Various ionic mechanisms have been described to account for 5-HT-induced excitatory responses. Since no effects of 5-HT were detected on the amplitude or the duration of individual spikes of X organ cells, no action on fast voltage-dependent currents can be assumed. A host of slow inward currents have been described when 5-HT is introduced into a number of preparations, such as invertebrate neurones (Gerschenfeld and Paupardin-Trisch, 1974; Deterre et al. 1981; Boyle et al. 1984; Furukawa and Kobayashi, 1988; Levitan and Levitan, 1988; Baxter and Byrne, 1989; Harris-Warrick and Marder, 1991; Price and Goldberg, 1993; Pellmar, 1984) and vertebrate neurones (Andrade and Chaput, 1991; Colino and Halliwell, 1987; Hounsgaard and Kiehn, 1989; Pape and McCormick, 1989; Wallén et al. 1989; Stefani et al. 1990; Anwyl, 1992). 5-HT-induced depolarisations have also been reported as a result of inhibition of an electrogenic Na+ pump (Catarsi et al. 1993). Of particular interest for the results reported in this paper is the induction of bursting activity by 5-HT, which has been reported in a variety of systems; 5-HT increases bursting activity in the AB/PD neurones of the stomatogastric ganglion of the crab Cancer borealis (Zhang and Harris-Warrick, 1994). In the same ganglion, 5-HT induces plateau potentials in the dorsal gastric (DG) motoneurone; this effect is achieved by the combination of an enhancement of a hyperpolarisation-activated inward current and a reduction of a Ca2+-dependent outward current (Kiehn and Harris-Warrick, 1992).
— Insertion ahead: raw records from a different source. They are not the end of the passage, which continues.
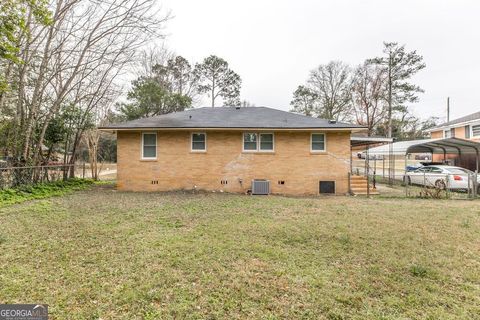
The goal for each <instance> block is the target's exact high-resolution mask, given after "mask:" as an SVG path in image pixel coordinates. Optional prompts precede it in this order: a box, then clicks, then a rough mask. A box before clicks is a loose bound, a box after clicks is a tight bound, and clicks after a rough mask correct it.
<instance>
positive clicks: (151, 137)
mask: <svg viewBox="0 0 480 320" xmlns="http://www.w3.org/2000/svg"><path fill="white" fill-rule="evenodd" d="M156 158H157V134H156V133H142V159H156Z"/></svg>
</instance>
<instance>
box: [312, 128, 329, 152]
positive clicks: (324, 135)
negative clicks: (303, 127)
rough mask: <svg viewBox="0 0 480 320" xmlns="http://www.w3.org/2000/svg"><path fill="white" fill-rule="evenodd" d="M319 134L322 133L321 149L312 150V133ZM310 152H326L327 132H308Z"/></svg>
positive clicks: (321, 133) (326, 144)
mask: <svg viewBox="0 0 480 320" xmlns="http://www.w3.org/2000/svg"><path fill="white" fill-rule="evenodd" d="M314 134H321V135H323V150H313V148H312V147H313V135H314ZM310 152H311V153H324V152H327V134H326V133H324V132H312V133H310Z"/></svg>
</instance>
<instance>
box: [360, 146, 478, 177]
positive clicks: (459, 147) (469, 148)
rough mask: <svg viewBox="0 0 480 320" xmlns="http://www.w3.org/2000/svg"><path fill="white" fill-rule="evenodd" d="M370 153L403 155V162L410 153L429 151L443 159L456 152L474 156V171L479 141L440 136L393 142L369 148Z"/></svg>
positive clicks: (390, 154)
mask: <svg viewBox="0 0 480 320" xmlns="http://www.w3.org/2000/svg"><path fill="white" fill-rule="evenodd" d="M367 152H368V153H369V154H370V155H389V156H393V159H395V156H404V157H405V163H406V161H407V156H408V155H409V154H412V153H430V154H432V156H433V155H434V154H441V155H443V160H444V161H445V160H446V159H447V155H448V154H457V155H458V156H459V157H462V156H465V155H469V156H473V157H474V158H475V171H476V172H478V171H479V154H480V143H478V142H475V141H471V140H465V139H459V138H445V139H443V138H441V139H425V140H412V141H400V142H394V143H392V144H389V145H383V146H379V147H375V148H371V149H370V150H368V151H367Z"/></svg>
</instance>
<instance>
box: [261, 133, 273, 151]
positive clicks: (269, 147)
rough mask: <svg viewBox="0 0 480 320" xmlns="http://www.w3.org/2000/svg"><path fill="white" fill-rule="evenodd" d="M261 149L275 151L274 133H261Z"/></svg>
mask: <svg viewBox="0 0 480 320" xmlns="http://www.w3.org/2000/svg"><path fill="white" fill-rule="evenodd" d="M260 151H273V133H260Z"/></svg>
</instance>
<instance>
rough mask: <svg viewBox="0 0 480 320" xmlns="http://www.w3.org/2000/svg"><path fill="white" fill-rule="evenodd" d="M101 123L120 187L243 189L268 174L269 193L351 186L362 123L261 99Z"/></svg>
mask: <svg viewBox="0 0 480 320" xmlns="http://www.w3.org/2000/svg"><path fill="white" fill-rule="evenodd" d="M100 129H102V130H108V131H115V132H116V134H117V153H118V165H117V170H118V171H117V187H118V189H119V190H132V191H143V190H146V191H157V190H158V191H166V190H179V189H188V190H192V189H198V190H209V191H219V192H223V191H224V192H242V193H243V192H247V191H248V190H249V189H251V181H252V180H253V179H267V180H269V181H270V190H271V192H272V193H277V194H292V195H304V194H308V195H315V194H319V193H320V185H322V190H327V189H328V187H330V188H332V186H333V188H332V189H331V191H333V192H334V193H337V194H345V193H347V192H348V191H349V190H348V188H349V182H348V178H349V172H350V161H351V152H350V135H351V133H352V132H356V131H359V130H363V129H364V127H360V126H357V125H352V124H348V123H340V122H335V121H329V120H324V119H318V118H312V117H307V116H303V115H299V114H294V113H290V112H285V111H280V110H276V109H271V108H265V107H246V108H238V107H237V108H235V107H221V108H210V107H209V108H198V109H192V110H188V111H184V112H176V113H170V114H166V115H161V116H157V117H152V118H145V119H138V120H133V121H129V122H125V123H121V124H114V125H110V126H106V127H102V128H100ZM321 182H322V183H321ZM332 182H333V183H332Z"/></svg>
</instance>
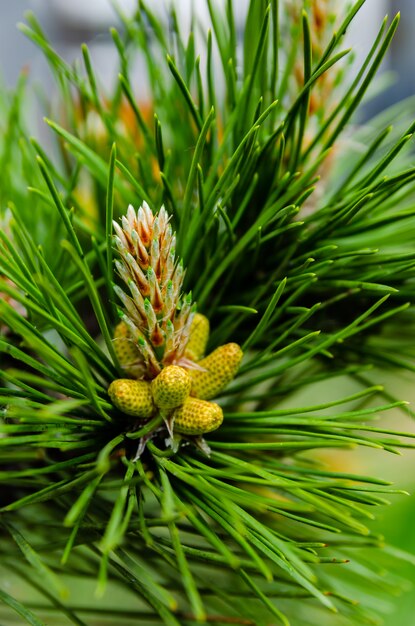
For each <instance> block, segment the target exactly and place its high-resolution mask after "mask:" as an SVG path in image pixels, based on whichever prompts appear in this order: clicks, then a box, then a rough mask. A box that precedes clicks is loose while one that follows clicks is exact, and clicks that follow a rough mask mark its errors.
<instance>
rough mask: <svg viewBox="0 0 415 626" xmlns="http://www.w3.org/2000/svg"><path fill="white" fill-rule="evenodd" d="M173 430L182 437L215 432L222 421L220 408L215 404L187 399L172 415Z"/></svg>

Another effect, similar to the one reported here, is that 5-HT augments bursting pacemaker activity in the PON neurones of the suboesophageal ganglion of the snail Achatina fulica; both the depolarising and the post-burst hyperpolarising phases are enhanced by 5-HT. The ionic mechanism responsible for this effect is the enhancement of a Na+-dependent negative slope resistance region (NSR) in the steady-state current–voltage relationship and the induction of a Ca2+-dependent NSR (Funase et al. 1993). This effect may be of particular relevance to our results because, as proposed by Onetti et al. (1990), the bursting activity in X organ cells is related to an NSR mediated by Na+ and modulated by intracellular Ca2+. Given the voltage-dependence of the inward current elicited by 5-HT in our experiments, in conjunction with the evoked increase of input resistance, the reduction of a K+ current appears to be a likely mechanism for the action of 5-HT. However, to establish this, a thorough search will be necessary, bearing in mind that more than one ionic mechanism may underlie the depolarising and the burst-generating responses in these neurones.
Acknowlegment
This project was partly supported by CONACyT grant no. 0804-N9110.